What's new
What's new

8620 Getting longer after heat treating

camhead420

Cast Iron
Joined
Nov 22, 2019
We are turning some shafts 2.5" od and 12.5" long. I turned these for years with no problem, now when they return from heat treat (case hardened 58-62, .030" deep) the are .005" - .015" longer?
This was never a problem for over a decade. I am just searching for answers. Everyone is telling me its the same material?? I think before they were getting 86L20. I'd like some opinions.
 
That sounds about right/expected. 8620 will grow a bit during heat treat. We sometimes make mold bases from 8620 that get case hardened we usually apply a scaling factor of .999-.9995 (depending on part size) to the model beforehand to account for this to make sure everything cleans up nice after heat treat.
 
I'm having the opposite problem right now LOL. We are doing some 5" x 25" 4140 prehard shafts, and when roughing them off, they are shrinking .020" in length.
Its fairly normal for material to grow in length at heat treat.
 
5" 4140 ...

Cold Finished? I wouldn't think at 5".

I had some 17-4 CF round that warped badly when milled into rectangular shapes. Running it to H-1150 made no difference. Just a sight rail for a pistol. Gave up and used 7075.
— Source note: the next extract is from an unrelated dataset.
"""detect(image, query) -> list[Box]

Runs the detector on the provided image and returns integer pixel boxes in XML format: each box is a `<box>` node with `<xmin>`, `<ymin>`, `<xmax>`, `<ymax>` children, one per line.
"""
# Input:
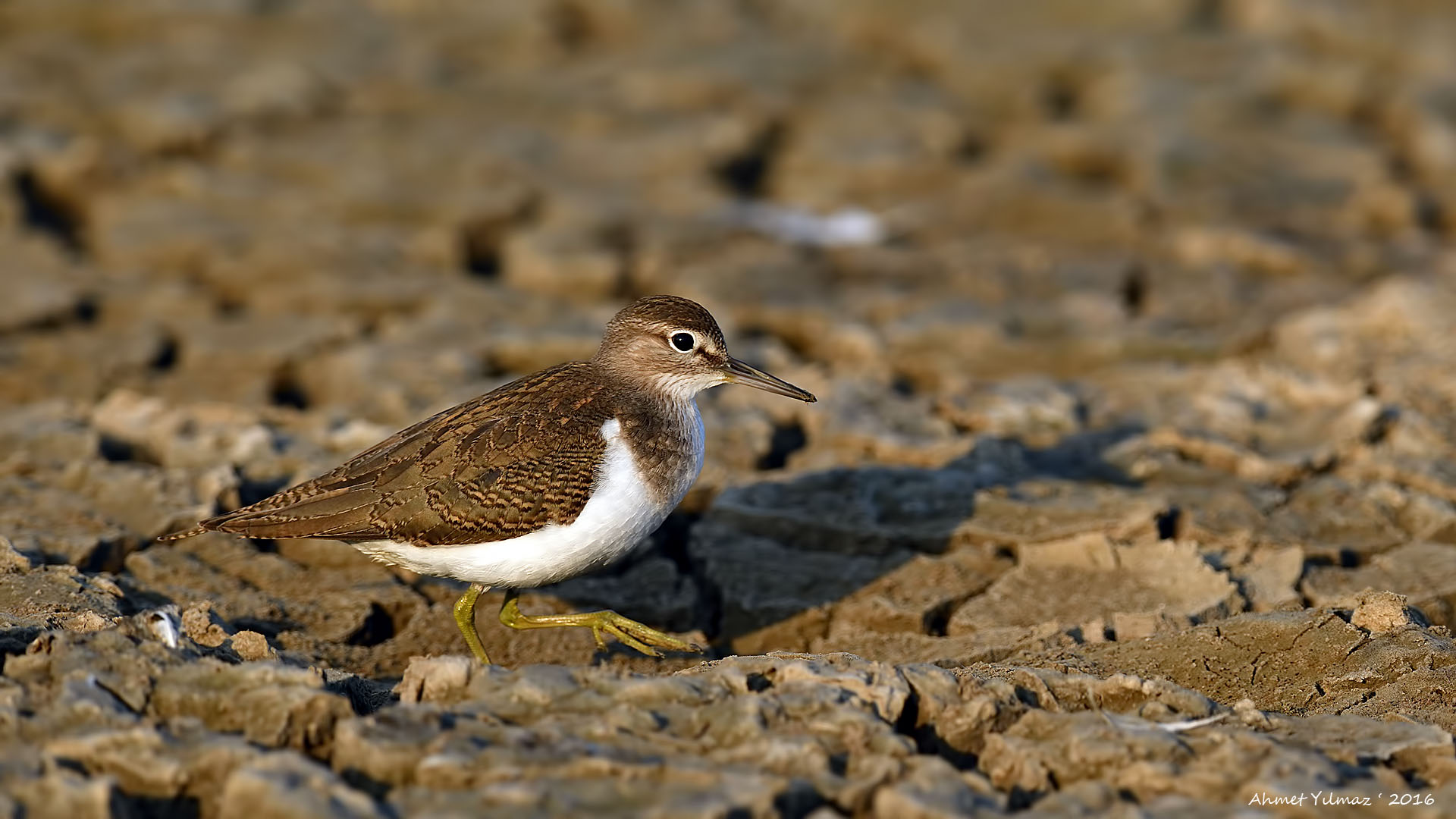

Compressive stress in the 'skin' from drawing. Might make your bar 'longer' than it wants to be, and it relaxes to normal once you turn it down.

Or not....
 
It's hot rolled. It's not warping best I can tell, and we are using a tail stock. It shrinks about .002 in length each roughing pass. It's odd, never had it happen before.
 
That sounds about right/expected. 8620 will grow a bit during heat treat. We sometimes make mold bases from 8620 that get case hardened we usually apply a scaling factor of .999-.9995 (depending on part size) to the model beforehand to account for this to make sure everything cleans up nice after heat treat.
I wish we could apply a scaling factor, it is causing the grinding operation to take a bit longer due to the size variance. .006-.015 long
 
I wish we could apply a scaling factor, it is causing the grinding operation to take a bit longer due to the size variance. .006-.015 long

I think we allow .001" per inch on the length of shafts for growth on 8620 when carbeurizing.

You could always make a dummy shaft and slap some OD grooves in at 1" intervals then send it to carb and see the changes.